Quantum chemical calculations and mutational analysis suggest heat shock protein 90 catalyzes trans-cis isomerization of geldanamycin.

Chem Biol

Center for Molecular Modeling, Center for Information Technology, National Institutes of Health, Building 12A, Room 2049, Bethesda, Maryland 20892, USA.

Published: July 2004

AI Article Synopsis

  • Geldanamycin (GA) has a significantly weaker affinity for heat shock protein 90 (HSP90) compared to radicicol, with structural differences affecting their binding.
  • X-ray crystallography reveals that GA undergoes a major conformational change when binding to HSP90, suggesting that HSP90 may facilitate this alteration through a catalysis process.
  • Ser113, a key residue in HSP90, is crucial for the isomerization of GA, and this requirement may account for the enhanced binding of GA in cellular environments compared to when it’s in a purified state.

Article Abstract

The affinity of geldanamycin (GA) for binding to heat shock protein 90 (HSP90) is 50- to 100-fold weaker than is the affinity of the structurally distinct natural product radicicol.
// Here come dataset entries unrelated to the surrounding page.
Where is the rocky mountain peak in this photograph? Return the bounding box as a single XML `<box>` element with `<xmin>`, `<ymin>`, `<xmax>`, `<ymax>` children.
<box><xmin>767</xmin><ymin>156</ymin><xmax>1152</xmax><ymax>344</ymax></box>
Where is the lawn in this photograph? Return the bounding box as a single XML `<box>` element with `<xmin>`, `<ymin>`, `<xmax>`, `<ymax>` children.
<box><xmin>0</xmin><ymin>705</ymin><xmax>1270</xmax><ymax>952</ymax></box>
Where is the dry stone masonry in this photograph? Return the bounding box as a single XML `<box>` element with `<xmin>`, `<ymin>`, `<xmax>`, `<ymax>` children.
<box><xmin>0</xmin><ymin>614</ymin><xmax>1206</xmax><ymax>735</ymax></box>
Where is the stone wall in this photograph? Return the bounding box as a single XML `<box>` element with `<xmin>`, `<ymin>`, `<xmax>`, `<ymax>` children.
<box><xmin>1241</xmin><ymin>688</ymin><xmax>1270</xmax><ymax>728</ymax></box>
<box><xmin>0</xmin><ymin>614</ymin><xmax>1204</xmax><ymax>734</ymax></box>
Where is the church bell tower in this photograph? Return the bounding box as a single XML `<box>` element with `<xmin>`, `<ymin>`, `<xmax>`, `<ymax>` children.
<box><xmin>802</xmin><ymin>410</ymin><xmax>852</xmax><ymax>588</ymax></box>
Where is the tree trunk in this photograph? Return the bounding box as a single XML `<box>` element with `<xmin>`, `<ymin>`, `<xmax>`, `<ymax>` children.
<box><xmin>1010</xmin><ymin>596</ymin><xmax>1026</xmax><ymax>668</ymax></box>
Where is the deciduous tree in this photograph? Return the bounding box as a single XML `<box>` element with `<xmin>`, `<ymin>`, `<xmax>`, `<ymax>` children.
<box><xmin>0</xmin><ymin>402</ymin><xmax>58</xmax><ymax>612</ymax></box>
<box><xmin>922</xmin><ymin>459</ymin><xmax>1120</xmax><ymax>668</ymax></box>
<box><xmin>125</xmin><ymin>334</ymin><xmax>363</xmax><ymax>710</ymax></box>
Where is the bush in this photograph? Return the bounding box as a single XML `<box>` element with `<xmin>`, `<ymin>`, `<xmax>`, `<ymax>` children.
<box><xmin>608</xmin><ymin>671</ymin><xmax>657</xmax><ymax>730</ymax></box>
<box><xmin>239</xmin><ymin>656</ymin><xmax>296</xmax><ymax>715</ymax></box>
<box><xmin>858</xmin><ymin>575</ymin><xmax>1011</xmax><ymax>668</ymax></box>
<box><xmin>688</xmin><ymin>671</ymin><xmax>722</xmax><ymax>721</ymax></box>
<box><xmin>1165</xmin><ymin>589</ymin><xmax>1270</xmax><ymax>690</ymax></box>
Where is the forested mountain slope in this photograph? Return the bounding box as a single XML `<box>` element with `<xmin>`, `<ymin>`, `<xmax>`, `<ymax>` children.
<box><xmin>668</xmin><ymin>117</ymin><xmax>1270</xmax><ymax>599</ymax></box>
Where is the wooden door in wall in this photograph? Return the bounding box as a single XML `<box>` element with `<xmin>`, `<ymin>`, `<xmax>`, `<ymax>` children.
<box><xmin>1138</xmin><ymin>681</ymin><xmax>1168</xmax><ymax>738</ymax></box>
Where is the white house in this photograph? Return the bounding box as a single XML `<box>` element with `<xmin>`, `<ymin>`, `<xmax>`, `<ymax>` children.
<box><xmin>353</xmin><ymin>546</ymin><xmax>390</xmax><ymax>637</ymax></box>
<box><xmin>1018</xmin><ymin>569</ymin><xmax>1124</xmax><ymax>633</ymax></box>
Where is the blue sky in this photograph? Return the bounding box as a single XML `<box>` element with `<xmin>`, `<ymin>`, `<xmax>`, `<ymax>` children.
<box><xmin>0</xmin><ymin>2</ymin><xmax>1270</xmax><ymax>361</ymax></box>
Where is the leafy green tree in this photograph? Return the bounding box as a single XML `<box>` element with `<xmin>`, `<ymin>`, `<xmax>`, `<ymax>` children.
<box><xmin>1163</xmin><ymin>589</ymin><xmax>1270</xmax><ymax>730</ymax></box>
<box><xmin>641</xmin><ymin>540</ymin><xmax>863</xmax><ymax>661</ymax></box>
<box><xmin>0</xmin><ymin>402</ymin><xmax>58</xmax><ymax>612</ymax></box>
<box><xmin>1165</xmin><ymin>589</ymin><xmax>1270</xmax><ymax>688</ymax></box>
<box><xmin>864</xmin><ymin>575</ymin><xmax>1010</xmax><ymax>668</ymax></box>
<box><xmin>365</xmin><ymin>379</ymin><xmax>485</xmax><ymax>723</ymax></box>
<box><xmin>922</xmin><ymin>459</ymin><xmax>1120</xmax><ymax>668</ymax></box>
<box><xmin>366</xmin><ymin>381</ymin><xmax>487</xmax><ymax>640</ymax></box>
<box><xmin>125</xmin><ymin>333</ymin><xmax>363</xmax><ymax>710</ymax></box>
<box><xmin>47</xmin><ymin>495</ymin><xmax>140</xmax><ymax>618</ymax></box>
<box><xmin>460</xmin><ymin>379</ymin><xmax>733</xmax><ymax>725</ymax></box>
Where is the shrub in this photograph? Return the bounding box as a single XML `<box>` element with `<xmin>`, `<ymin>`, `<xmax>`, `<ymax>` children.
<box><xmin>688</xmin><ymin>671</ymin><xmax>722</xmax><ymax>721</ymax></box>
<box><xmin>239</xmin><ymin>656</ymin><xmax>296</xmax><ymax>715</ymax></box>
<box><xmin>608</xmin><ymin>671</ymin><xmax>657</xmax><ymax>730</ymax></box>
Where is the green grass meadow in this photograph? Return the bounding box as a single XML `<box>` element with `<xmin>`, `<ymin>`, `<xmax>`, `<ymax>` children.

X-ray crystallography shows that although radicicol maintains its free conformation when bound to HSP90, the conformation of GA is dramatically altered from an extended conformation with a trans amide bond to a kinked shape in which the amide group in the ansa ring has the cis configuration. We have performed ab initio quantum chemical calculations to demonstrate that the trans-cis isomeriztion of GA in solution is both kinetically and thermodynamically unfavorable. Thus, we propose that HSP90 catalyzes the isomerization of GA. We identify Ser113, a conserved residue outside the ATP binding pocket, as essential for the isomerization of GA. In support of this model, we show that radicicol binds equally well to both wild-type HSP90 and the Ser113 mutant, whereas the binding of GA to the Ser113 mutant is decreased significantly from its binding to wild-type HSP90. Based on this finding, a mechanism of keto-enol tautomerization of GA catalyzed by HSP90 is proposed. The added requirement of isomerization prior to tight binding may explain the enhanced binding affinity of GA for HSP90 in a cell extract versus in a purified form.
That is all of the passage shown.